The public can approach Blur via a ramped bridge. The 400-foot-long ramp deposits visitors at the center of the fog mass onto a large open-air platform where movement is unregulated. Visual and acoustical references are erased along the journey into the fog, leaving only an optical “white-out” and the “white noise” of pulsing water nozzles.
Prior to entering the cloud, each visitor responds to a questionnaire/character profile and receives a “braincoat” (smart raincoat). The coat is used as protection from the wet environment and storage of the personality data for communication with the cloud’s computer network. Using tracking and location technologies, each visitor’s position can be identified, and their character profiles compared to any other visitor.
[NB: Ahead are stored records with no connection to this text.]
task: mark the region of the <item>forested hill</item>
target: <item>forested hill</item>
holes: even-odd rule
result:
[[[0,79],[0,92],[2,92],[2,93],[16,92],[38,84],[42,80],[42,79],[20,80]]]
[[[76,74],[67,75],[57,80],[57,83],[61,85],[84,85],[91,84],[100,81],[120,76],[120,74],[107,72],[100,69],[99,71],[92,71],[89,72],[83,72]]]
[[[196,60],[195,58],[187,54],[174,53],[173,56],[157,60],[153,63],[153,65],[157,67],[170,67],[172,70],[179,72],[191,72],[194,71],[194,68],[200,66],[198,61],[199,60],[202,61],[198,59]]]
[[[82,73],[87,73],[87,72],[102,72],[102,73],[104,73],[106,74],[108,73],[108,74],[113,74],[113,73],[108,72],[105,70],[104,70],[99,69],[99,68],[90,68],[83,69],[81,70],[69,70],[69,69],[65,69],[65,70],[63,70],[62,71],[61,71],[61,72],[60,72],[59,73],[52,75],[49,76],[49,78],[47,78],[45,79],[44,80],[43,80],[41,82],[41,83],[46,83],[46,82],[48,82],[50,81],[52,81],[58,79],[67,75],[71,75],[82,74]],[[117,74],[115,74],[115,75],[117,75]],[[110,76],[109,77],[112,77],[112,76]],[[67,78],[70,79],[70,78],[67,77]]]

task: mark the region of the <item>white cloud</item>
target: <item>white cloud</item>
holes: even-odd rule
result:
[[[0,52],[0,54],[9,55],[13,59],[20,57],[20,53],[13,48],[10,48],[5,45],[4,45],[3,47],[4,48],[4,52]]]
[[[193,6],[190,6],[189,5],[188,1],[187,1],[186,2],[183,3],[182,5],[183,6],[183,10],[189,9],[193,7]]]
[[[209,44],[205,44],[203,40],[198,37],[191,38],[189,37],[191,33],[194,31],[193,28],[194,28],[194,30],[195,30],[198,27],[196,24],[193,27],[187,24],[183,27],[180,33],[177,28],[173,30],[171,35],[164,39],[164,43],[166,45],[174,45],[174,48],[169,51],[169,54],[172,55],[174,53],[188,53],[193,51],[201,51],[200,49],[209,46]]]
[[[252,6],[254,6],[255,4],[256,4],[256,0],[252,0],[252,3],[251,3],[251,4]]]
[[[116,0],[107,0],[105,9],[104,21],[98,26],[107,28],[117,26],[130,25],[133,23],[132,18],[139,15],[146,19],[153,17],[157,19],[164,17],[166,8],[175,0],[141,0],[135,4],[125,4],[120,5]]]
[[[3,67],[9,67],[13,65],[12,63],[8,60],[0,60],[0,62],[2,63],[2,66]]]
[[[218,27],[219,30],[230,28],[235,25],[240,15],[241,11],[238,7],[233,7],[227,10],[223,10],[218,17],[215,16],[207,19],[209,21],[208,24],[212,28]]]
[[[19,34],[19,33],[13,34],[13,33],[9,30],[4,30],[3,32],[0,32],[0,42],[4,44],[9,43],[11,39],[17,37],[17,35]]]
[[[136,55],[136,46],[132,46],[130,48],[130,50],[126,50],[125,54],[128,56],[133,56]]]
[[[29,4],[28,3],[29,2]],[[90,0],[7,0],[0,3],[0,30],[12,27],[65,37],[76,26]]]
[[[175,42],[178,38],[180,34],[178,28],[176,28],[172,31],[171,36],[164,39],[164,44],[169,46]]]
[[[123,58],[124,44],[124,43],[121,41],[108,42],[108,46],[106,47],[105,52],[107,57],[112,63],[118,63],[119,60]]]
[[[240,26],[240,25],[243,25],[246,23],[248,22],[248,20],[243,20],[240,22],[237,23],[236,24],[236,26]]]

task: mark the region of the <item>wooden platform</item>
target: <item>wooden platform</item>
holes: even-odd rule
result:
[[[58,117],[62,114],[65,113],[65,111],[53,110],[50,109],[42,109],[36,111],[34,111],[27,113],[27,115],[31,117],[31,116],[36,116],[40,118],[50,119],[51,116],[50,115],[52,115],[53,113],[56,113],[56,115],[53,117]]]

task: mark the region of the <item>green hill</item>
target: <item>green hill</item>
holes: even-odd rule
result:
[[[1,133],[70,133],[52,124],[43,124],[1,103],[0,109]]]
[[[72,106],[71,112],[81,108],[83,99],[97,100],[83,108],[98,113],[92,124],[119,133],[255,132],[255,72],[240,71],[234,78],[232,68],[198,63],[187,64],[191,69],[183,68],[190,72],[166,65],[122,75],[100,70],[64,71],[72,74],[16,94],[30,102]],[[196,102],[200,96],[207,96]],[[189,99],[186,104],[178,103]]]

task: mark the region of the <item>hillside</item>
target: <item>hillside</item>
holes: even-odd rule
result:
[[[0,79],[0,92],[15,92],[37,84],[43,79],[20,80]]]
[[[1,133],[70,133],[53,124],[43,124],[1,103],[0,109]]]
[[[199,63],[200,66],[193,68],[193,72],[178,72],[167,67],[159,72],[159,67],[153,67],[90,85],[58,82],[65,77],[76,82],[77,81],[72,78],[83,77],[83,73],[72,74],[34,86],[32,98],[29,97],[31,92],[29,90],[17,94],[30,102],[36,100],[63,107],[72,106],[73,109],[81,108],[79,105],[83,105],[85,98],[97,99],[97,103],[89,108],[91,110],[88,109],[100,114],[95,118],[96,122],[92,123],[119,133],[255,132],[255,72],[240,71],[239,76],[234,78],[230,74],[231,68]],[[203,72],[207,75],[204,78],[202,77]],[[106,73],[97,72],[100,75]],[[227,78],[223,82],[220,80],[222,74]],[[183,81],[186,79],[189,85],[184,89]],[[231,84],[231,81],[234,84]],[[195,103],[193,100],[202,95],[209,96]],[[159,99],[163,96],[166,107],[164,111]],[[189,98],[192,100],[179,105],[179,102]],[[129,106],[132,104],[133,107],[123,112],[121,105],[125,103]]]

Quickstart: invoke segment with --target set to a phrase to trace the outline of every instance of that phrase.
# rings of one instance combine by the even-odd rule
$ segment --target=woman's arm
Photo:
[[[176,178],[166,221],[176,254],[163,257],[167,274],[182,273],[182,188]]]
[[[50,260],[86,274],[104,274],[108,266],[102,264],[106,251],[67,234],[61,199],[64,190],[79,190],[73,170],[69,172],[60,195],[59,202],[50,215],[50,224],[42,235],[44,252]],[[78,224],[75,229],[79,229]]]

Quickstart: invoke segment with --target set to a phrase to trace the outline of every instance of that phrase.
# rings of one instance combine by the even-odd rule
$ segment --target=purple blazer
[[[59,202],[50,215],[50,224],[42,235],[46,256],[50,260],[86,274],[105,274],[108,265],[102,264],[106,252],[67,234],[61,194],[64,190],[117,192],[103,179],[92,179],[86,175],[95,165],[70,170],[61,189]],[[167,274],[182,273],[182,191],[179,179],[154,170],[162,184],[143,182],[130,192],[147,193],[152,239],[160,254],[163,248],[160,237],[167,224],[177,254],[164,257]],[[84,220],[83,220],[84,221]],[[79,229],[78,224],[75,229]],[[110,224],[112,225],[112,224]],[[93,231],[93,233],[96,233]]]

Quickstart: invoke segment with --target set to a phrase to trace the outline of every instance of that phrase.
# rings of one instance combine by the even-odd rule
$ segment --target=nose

In the Glass Box, a space surrounded by glass on six sides, visitors experience a “sense of physical suspension only heightened by an occasional opening in the fog.”
As visitors pass one another, their coats compare profiles and change color indicating the degree of attraction or repulsion, much like an involuntary blush – red for affinity, green for antipathy. The system allows interaction among 400 visitors at any time.
Visitors can climb another level to the Angel Bar at the summit. The final ascent resembles the sensation of flight as one pierces through the cloud layer to the open sky. Here, visitors relax, take in the view, and choose from a large selection of commercial waters, municipal waters from world capitals, and glacial waters. At night, the fog functions as a dynamic and thick video screen.